08.28.2019

Study: IT Investment Boosts Bottom Line

08.28.2019

When fintech vendor FIS surveyed 2,034 senior-level executives across investment banks, asset managers and other financial services for its third-annual Readiness Report, it found that the degree of technology investment had a strong correlation to a firm’s financial performance.

“Financial services firms that have invested in technology are growing twice as fast as their peers,” Jennifer Hanes, division executive, securities finance & processing – capital markets at FIS, told IntelAlley. “That is what we have seen in the data.

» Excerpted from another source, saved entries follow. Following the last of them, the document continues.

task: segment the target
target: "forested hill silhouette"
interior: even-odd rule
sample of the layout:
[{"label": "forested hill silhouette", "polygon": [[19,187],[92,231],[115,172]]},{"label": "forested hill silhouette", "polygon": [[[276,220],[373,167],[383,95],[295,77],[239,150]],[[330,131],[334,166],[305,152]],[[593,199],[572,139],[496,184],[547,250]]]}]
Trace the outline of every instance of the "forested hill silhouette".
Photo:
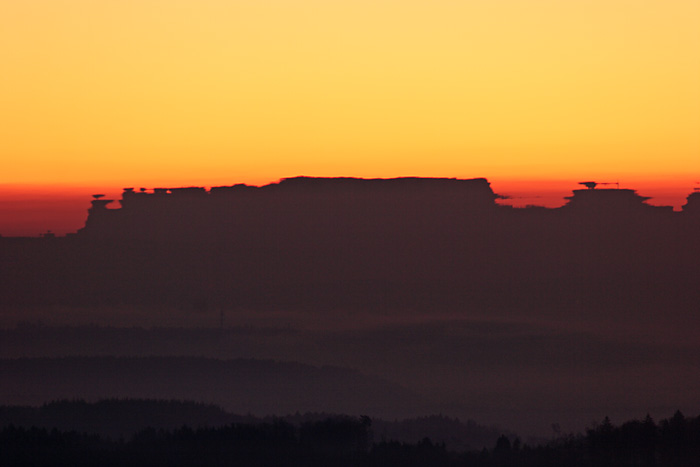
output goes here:
[{"label": "forested hill silhouette", "polygon": [[[348,419],[347,415],[328,412],[296,412],[293,415],[256,417],[227,412],[214,404],[172,399],[83,399],[57,400],[41,406],[0,405],[0,430],[8,426],[37,427],[48,430],[77,431],[128,439],[148,427],[155,430],[218,428],[231,424],[260,425],[284,421],[292,426]],[[460,421],[442,415],[401,420],[372,418],[375,439],[416,443],[429,437],[448,449],[482,449],[491,447],[504,433],[502,428],[487,427],[473,420]],[[515,434],[509,433],[511,437]]]},{"label": "forested hill silhouette", "polygon": [[[144,420],[144,412],[155,419],[156,425],[129,430]],[[219,420],[231,417],[221,411],[216,413],[216,408],[172,401],[106,400],[97,404],[61,401],[38,409],[0,407],[0,418],[9,415],[25,423],[0,425],[0,463],[32,466],[676,467],[697,465],[700,458],[700,417],[686,417],[680,411],[658,423],[647,415],[643,420],[628,420],[616,426],[606,417],[602,423],[587,429],[585,435],[559,434],[535,445],[523,444],[515,435],[501,434],[495,443],[491,437],[490,449],[478,448],[478,444],[456,445],[458,437],[474,432],[477,427],[444,417],[386,423],[367,416],[312,415],[295,417],[301,419],[300,424],[290,418],[274,418],[262,423],[249,418],[232,423],[194,425],[197,419],[202,420],[203,413],[209,418],[212,412]],[[182,420],[183,415],[191,417],[190,423],[172,426],[172,421]],[[56,423],[59,418],[61,421]],[[95,427],[95,422],[100,420],[120,431],[126,428],[131,432],[119,438],[110,437],[111,433],[103,433],[104,426]],[[165,429],[156,429],[163,421]],[[27,422],[38,423],[28,426]],[[45,428],[47,422],[56,428]],[[77,425],[78,430],[67,429],[66,425]],[[406,428],[411,432],[406,433]],[[420,434],[424,434],[423,438],[416,439]]]},{"label": "forested hill silhouette", "polygon": [[0,403],[84,398],[198,400],[258,416],[300,412],[415,416],[424,398],[340,367],[259,359],[64,357],[0,359]]},{"label": "forested hill silhouette", "polygon": [[513,209],[486,179],[127,188],[120,209],[95,195],[77,234],[2,239],[0,304],[683,312],[700,302],[699,196],[673,212],[595,186]]}]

Those who made the bolder steps earlier, had stronger financial results.”

FIS identified the top 20% of the top respondents by their financial performance and dubbed them “Readiness Leaders.” Of those Readiness Leaders, 74% of them felt that their technology was able to support the growth plans of their firms, while only 47% of the remaining respondents replied similarly.

The authors of the study noted that there was a gulf between Readiness Leaders and the rest of the survey’s participants regarding the adoption of cloud computing and data-management investments.

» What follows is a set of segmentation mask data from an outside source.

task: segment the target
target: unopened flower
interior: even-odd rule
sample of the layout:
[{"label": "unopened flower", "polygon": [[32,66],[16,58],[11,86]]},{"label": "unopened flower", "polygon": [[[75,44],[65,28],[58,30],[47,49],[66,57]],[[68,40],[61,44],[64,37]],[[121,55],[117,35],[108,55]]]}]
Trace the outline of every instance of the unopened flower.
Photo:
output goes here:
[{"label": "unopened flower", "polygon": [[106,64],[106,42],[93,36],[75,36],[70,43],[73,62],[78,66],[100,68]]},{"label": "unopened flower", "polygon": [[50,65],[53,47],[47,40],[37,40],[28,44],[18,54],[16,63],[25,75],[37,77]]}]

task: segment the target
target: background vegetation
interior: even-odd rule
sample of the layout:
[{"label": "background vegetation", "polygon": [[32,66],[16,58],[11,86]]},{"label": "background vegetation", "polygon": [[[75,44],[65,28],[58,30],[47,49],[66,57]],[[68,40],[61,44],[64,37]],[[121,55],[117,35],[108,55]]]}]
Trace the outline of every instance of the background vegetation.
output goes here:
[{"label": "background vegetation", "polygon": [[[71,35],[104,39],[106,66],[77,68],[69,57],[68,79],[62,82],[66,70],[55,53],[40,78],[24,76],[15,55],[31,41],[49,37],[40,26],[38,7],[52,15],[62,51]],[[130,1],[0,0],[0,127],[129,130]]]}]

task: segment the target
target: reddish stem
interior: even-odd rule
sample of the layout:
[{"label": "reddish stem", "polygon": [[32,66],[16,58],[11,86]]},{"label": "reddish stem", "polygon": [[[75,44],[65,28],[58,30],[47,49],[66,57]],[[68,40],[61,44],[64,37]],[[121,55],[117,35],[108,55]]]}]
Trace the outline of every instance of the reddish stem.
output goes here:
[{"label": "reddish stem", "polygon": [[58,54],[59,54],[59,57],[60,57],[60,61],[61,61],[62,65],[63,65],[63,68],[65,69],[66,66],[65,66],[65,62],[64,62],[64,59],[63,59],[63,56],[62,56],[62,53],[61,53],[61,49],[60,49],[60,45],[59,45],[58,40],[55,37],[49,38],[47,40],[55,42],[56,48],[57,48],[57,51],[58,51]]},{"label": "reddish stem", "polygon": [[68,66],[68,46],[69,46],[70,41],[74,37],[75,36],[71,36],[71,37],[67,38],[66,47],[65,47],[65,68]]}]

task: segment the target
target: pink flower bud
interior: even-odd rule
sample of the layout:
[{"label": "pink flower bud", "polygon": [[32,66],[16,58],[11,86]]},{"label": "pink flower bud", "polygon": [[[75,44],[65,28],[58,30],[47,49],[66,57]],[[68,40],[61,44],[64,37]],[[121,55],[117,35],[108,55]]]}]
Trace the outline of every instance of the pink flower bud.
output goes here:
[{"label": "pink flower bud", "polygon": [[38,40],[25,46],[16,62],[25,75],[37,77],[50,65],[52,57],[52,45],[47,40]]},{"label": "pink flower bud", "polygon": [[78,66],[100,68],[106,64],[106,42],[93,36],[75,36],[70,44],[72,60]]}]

“In the prior 12 to 18 months, we would have seen much more reluctance to consider it,” said Hanes. “But today, we see a greater appetite and much less reticence by market participants to look at that as an option for their future. Some firms have taken it to a more aggressive place where they plan to have everything in the cloud by a date that is not too far in the future.”

Approximately one-third of the Readiness Leaders that are broker-dealers, 29%, have moved at least one mission-critical application to the cloud while 6% of institutional-only broker-dealers have done the same.

“A few years ago there was quite a different perspective on getting comfortable with the cloud or with outsourcing or moving away from internal IT,” she said. “Particularly with the Readiness Leaders, there has been much more of a willingness to look to third-party providers and outsourcing non-core competencies, and allowing them to focus on differentiating in the marketplace.”

Nearly half of the investment banks that participated in the study, 48%, planned to move their data-visualization portals for their clients to the cloud, according to the study’s authors.

Cloud computing scalability and flexible costs also helped 40% of of the overall Readiness Leaders to re-organize their businesses around data while only 4% of the rest of the respondents plan to follow the same path.

“Putting data front and center in how firms manage information and decisions, is incredibly important,” said Hanes. “The ability to manage that data cost-effectively is a requirement. It is not optional.”